Eppure i Braith erano stati anche qui. Vicino al perimetro di Sfida, dove i corridoi trasversali si univano alla strada esterna, trovarono uno dei veicoli con i penumatici a pallone che la Voce usava per portare i suoi ospiti avanti ed indietro. Era vuoto e capovolto, sdraiato in parte sui tappeti ed in parte sulla plastica liscia che faceva da pavimento alla strada vera e propria. Quando lo raggiunsero, si fermarono e gli occhi di Gwen incontrarono quelli di Dirk, in uno scambio muto. Gli venne in mente, per un momento, che i veicoli con le ruote a pallone non avevano comandi utilizzabili dai passeggeri; la Voce li guidava direttamente. E qui ce n’era uno, piegato su di un fianco, disattivato e immobile. Notò anche qualcos’altro. Presso una delle ruote posteriori il tappeto azzurro era umido e puzzolente.

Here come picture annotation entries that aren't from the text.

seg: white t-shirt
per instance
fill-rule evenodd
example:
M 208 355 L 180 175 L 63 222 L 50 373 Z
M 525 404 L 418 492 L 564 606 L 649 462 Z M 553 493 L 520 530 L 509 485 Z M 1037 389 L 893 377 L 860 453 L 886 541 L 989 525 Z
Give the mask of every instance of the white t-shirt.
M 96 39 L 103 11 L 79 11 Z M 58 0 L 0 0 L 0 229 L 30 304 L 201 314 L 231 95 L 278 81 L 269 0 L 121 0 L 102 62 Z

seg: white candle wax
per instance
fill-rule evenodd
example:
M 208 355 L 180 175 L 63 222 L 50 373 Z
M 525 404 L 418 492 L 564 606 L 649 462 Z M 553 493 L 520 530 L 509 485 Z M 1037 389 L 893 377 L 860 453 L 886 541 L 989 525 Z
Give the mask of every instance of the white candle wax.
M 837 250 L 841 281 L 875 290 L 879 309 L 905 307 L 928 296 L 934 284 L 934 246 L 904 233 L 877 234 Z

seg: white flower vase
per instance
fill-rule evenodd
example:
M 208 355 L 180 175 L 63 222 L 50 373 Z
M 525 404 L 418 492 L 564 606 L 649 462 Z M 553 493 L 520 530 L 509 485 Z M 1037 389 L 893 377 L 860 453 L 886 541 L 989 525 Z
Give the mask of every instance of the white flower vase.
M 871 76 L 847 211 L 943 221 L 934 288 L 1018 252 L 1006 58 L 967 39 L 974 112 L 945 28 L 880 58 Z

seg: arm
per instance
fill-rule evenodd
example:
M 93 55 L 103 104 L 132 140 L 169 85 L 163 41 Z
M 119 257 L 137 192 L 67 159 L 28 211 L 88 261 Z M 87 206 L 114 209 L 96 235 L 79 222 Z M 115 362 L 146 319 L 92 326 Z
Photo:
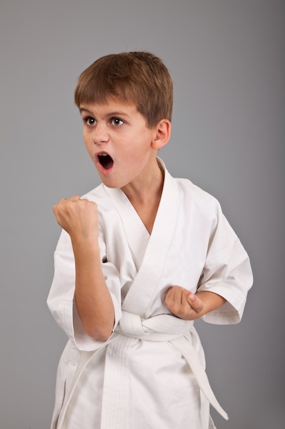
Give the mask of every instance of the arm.
M 170 287 L 165 298 L 168 310 L 185 320 L 199 319 L 225 302 L 226 299 L 217 293 L 203 291 L 194 295 L 180 286 Z
M 58 223 L 70 235 L 75 260 L 75 302 L 86 332 L 105 340 L 114 324 L 114 308 L 101 268 L 98 208 L 79 197 L 53 207 Z

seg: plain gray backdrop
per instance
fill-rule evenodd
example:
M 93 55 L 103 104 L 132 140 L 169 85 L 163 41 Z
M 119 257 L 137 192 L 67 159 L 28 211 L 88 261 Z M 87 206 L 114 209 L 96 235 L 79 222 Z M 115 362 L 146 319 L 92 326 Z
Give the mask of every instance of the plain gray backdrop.
M 218 198 L 251 257 L 241 323 L 197 323 L 230 416 L 213 419 L 284 428 L 285 2 L 1 0 L 0 40 L 1 429 L 49 427 L 66 341 L 46 305 L 51 208 L 99 183 L 73 90 L 97 58 L 129 50 L 152 51 L 173 77 L 161 157 Z

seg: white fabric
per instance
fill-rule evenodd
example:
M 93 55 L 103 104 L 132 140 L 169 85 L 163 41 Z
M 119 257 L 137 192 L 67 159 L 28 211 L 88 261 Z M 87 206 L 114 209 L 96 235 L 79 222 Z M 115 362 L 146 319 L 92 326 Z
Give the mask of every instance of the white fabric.
M 103 269 L 116 323 L 105 343 L 85 332 L 73 304 L 72 245 L 63 232 L 48 304 L 69 341 L 59 365 L 51 427 L 213 427 L 208 400 L 223 412 L 204 373 L 199 337 L 192 322 L 169 315 L 164 296 L 174 284 L 215 292 L 227 302 L 205 321 L 241 319 L 252 271 L 219 203 L 165 171 L 150 236 L 121 190 L 100 185 L 84 197 L 99 208 Z

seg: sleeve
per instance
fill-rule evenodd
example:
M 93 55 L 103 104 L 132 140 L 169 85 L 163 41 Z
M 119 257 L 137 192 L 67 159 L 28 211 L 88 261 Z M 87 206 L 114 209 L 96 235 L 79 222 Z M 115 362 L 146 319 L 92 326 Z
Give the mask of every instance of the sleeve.
M 217 204 L 217 217 L 198 291 L 217 293 L 226 302 L 202 319 L 211 323 L 237 323 L 252 286 L 252 268 L 247 252 Z
M 105 247 L 100 241 L 101 259 L 105 260 Z M 113 330 L 122 316 L 120 275 L 113 264 L 103 262 L 105 281 L 115 310 Z M 47 304 L 57 323 L 80 350 L 95 350 L 102 346 L 100 341 L 87 335 L 78 315 L 74 303 L 75 264 L 70 238 L 62 232 L 55 252 L 55 273 Z

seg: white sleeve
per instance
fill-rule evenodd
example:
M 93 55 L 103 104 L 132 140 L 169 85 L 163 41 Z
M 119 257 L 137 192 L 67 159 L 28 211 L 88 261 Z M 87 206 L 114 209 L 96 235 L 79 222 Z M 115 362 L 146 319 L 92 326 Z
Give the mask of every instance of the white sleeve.
M 100 242 L 101 259 L 105 256 L 105 245 Z M 102 268 L 113 301 L 115 324 L 122 316 L 121 286 L 119 273 L 109 262 L 103 262 Z M 47 304 L 55 321 L 80 350 L 94 350 L 102 345 L 100 341 L 87 335 L 78 315 L 74 300 L 75 290 L 75 264 L 70 236 L 62 232 L 55 252 L 55 273 Z
M 248 255 L 217 204 L 217 221 L 213 225 L 198 291 L 217 293 L 226 302 L 202 319 L 211 323 L 239 323 L 252 282 Z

«Vieni», mormorò Gwen ed attraversarono la strada silenziosa, sperando che i Braith che erano stati qui se ne fossero ormai andati e non li potessero sentire. La terrazza d’atterraggio con la loro macchina era ormai vicina; sarebbe stata una crudele ironia se loro non l’avessero potuta raggiungere. Ma a Dirk pareva che i loro passi echeggiassero terribilmente forte sulla superficie priva di tappeti del viale; gli pareva che li potessero sentire in qualsiasi punto dell’edificio, perfino Bretan Braith nei profondi scantinati distanti chilometri. Quando raggiunsero il marciapiede pedonale che superava la striscia mediana di marciapiedi immobili, cominciarono tutti e due a correre. Dirk non era sicuro se fosse stato lui o Gwen a cominciare. Un momento prima camminavano uno accanto all’altro, cercando di muoversi il più velocemente possibile e cercando di fare il meno rumore possibile; poi all’improvviso si erano messi a correre.

Al di là della strada… un corridoio senza tappeti, due svolte, un’ampia porta che pareva riluttante ad aprirsi. Alla fine Dirk si lanciò con la spalla ammaccata contro la porta e lui gemette e la porta gemette protestando, ma si aprì e si ritrovarono sulla terrazza del 520° livello di Sfida.